The role of China, Sudan’s largest trading partner, which imports 60 percent of Sudan’s oil, is touched on, but its implications are barely mentioned. A movie can instantly humanize an international crisis by showing the faces of the suffering. But it can’t impart the hard information and background with the efficiency of a written text.

“Darfur Now” is also wary of showing the savagery. Tearful tribespeople, uprooted from their villages and living in sprawling refugee camps where food is scarce, tell of rapes and killings. Some corpses are shown along with the charred remains of villages, but the horrors inflicted by the government-sponsored, Arab-speaking militias known as the Janjaweed are not shown.

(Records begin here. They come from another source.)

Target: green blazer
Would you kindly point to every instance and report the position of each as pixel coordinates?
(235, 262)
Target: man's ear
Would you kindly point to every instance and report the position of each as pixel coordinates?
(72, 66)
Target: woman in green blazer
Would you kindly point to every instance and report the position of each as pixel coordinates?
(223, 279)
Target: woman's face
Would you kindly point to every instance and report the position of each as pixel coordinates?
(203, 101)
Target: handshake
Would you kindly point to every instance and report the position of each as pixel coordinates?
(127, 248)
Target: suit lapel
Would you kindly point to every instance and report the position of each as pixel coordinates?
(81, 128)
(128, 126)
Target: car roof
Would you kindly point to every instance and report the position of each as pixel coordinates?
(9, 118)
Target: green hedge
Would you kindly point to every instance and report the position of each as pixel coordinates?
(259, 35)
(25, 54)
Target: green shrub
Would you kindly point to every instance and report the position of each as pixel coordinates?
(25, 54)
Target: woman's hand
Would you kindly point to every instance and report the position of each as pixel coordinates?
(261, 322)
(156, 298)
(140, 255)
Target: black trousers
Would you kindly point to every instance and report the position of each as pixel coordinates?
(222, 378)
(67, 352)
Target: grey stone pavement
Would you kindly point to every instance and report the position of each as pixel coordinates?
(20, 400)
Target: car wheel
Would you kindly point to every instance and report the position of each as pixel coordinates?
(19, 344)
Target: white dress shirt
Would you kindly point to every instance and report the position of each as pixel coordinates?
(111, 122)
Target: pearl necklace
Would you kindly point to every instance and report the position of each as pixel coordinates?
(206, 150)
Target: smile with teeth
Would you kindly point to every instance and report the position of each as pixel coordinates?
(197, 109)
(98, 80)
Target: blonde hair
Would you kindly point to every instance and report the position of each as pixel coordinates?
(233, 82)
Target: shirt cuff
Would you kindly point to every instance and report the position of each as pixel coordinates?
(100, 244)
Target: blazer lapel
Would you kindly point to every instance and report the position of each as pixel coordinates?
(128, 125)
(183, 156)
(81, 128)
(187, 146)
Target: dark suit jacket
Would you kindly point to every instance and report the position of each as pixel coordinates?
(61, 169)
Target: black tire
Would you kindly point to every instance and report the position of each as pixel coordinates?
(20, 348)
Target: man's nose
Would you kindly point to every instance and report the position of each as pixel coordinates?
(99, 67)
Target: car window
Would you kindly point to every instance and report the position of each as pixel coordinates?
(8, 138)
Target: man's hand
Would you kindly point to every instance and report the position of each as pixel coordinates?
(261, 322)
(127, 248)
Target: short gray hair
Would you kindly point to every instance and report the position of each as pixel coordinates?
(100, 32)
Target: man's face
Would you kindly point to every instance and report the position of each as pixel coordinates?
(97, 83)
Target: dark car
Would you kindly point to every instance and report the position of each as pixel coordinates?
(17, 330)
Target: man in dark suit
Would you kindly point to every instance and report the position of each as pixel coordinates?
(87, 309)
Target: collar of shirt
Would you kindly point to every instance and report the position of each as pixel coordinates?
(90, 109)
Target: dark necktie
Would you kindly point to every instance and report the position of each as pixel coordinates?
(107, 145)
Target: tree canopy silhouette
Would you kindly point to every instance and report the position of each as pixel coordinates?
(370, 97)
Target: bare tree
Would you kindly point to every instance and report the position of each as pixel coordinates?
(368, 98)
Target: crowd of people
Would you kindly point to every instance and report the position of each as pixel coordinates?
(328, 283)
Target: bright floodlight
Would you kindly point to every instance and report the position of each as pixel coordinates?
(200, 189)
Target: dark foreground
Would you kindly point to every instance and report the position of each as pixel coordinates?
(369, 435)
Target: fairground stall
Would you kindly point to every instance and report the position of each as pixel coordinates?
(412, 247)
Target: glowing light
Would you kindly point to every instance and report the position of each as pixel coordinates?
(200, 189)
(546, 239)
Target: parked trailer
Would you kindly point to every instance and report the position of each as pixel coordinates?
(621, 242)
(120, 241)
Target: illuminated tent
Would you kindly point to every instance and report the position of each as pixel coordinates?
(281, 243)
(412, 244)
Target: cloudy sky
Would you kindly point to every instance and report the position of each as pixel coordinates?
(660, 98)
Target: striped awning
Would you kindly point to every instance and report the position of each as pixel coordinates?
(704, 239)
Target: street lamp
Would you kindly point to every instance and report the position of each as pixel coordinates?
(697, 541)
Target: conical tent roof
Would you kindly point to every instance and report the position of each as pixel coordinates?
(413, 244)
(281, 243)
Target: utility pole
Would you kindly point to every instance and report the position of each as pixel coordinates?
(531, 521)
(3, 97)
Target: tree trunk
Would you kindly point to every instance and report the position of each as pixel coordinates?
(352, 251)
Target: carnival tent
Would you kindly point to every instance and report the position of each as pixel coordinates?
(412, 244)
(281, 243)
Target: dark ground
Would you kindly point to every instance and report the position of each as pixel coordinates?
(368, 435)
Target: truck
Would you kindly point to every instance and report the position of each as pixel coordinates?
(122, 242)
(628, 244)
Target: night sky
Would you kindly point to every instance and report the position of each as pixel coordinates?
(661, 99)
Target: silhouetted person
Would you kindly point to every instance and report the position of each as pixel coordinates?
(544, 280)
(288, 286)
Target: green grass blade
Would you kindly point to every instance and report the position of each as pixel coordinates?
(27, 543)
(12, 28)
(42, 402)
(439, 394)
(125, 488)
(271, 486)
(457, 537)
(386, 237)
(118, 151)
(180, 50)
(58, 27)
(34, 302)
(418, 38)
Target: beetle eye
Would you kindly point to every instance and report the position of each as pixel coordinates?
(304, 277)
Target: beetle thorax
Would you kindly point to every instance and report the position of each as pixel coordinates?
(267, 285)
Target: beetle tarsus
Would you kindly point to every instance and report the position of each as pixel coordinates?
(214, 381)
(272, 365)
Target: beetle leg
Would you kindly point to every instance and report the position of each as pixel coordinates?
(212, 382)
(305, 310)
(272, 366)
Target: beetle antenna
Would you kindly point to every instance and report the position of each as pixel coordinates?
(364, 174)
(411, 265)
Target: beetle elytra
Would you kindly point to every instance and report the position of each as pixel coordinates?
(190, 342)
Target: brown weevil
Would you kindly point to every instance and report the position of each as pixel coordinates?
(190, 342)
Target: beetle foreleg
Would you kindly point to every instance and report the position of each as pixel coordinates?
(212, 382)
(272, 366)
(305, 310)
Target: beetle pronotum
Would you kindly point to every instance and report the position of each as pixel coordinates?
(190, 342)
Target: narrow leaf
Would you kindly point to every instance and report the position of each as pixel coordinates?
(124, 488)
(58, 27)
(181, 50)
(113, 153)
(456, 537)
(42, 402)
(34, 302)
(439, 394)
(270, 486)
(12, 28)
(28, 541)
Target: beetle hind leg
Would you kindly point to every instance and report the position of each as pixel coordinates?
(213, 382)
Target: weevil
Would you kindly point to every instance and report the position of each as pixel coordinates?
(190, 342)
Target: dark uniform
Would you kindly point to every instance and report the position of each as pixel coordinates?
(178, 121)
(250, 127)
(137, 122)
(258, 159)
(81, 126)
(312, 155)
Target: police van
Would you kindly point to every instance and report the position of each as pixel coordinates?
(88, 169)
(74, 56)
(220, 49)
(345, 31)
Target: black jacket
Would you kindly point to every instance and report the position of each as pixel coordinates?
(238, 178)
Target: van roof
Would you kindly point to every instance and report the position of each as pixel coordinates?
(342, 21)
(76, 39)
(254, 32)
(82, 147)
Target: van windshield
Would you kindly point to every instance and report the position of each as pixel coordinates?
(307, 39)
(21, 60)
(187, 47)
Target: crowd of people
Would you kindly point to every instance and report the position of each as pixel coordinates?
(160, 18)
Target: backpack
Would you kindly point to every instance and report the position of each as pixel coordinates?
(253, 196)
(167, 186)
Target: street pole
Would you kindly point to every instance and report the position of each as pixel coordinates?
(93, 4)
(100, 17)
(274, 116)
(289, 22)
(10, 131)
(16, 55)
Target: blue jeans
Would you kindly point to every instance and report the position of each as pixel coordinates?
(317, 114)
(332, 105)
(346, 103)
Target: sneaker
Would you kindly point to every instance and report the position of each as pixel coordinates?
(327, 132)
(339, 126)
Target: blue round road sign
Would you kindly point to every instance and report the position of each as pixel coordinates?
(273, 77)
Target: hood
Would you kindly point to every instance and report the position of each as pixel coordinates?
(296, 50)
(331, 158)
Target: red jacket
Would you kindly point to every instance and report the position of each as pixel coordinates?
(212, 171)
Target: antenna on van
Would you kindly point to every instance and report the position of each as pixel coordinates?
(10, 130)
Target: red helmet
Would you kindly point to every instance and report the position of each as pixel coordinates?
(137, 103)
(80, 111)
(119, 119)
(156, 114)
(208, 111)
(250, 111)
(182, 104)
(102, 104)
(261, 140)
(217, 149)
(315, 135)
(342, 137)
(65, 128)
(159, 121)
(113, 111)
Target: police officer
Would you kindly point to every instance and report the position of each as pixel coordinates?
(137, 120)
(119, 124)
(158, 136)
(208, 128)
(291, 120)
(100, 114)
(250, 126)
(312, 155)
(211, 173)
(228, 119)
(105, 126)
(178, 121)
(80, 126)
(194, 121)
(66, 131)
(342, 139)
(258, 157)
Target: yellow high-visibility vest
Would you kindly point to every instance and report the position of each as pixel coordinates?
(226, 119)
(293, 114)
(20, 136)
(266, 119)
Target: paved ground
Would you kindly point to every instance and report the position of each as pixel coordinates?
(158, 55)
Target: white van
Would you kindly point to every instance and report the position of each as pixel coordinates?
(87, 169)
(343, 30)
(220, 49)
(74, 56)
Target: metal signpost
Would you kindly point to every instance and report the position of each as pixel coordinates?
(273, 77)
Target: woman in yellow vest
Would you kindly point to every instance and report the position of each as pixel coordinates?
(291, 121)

In the movie, the official voice of the Sudanese government belongs to Abdalmahmood Abdalhaleem Mohamad, Sudan’s ambassador to the United Nations, who scoffs at the notion of a genocidal campaign against the people of Darfur. The conflict is an internal matter, he insists, and has to do with the apportioning of scarce resources. Sudan has refused to comply with the International Criminal Court’s recent arrest warrants for Ahmad Harun, Sudan’s minister of the interior, and Ali Kushayb, a leader of the Janjaweed militias, for crimes against humanity.

In the meantime, progress inches along on several fronts. Adam Sterling, a University of Southern California student, works tirelessly to get a bill passed that will force California to divest from companies that benefit Sudan, and with much fanfare, Gov. Arnold Schwarzenegger signs it. Pablo Recalde, an Ecuadorian, established a program that transports food by convoy to the starving people in West Darfur. It is dangerous work, because the convoys are frequently attacked.

Hejewa Adam, a mother whose village was destroyed by Janjaweed militias, joins rebel forces and wields a gun. “I’ve learned to fight,” she says. “It’s very natural. It’s like drinking water.”

The scenes of this ragtag rebel army training in the hills suggest it has a long way to go before becoming a force to be reckoned with. But at least it exists.

“Darfur Now” is rated PG (Parental caution suggested) for thematic material involving crimes against humanity.

DARFUR NOW

Opens today in New York and Los Angeles.

Written and directed by Theodore Braun; director of photography, Kirsten Johnson; edited by Edgar Burcksen and Leonard Feinstein; music by Graeme Revell; produced by Cathy Schulman, Don Cheadle and Mark Jonathan Harris; released by Warner Independent Pictures and Participant Productions. Running time: 99 minutes.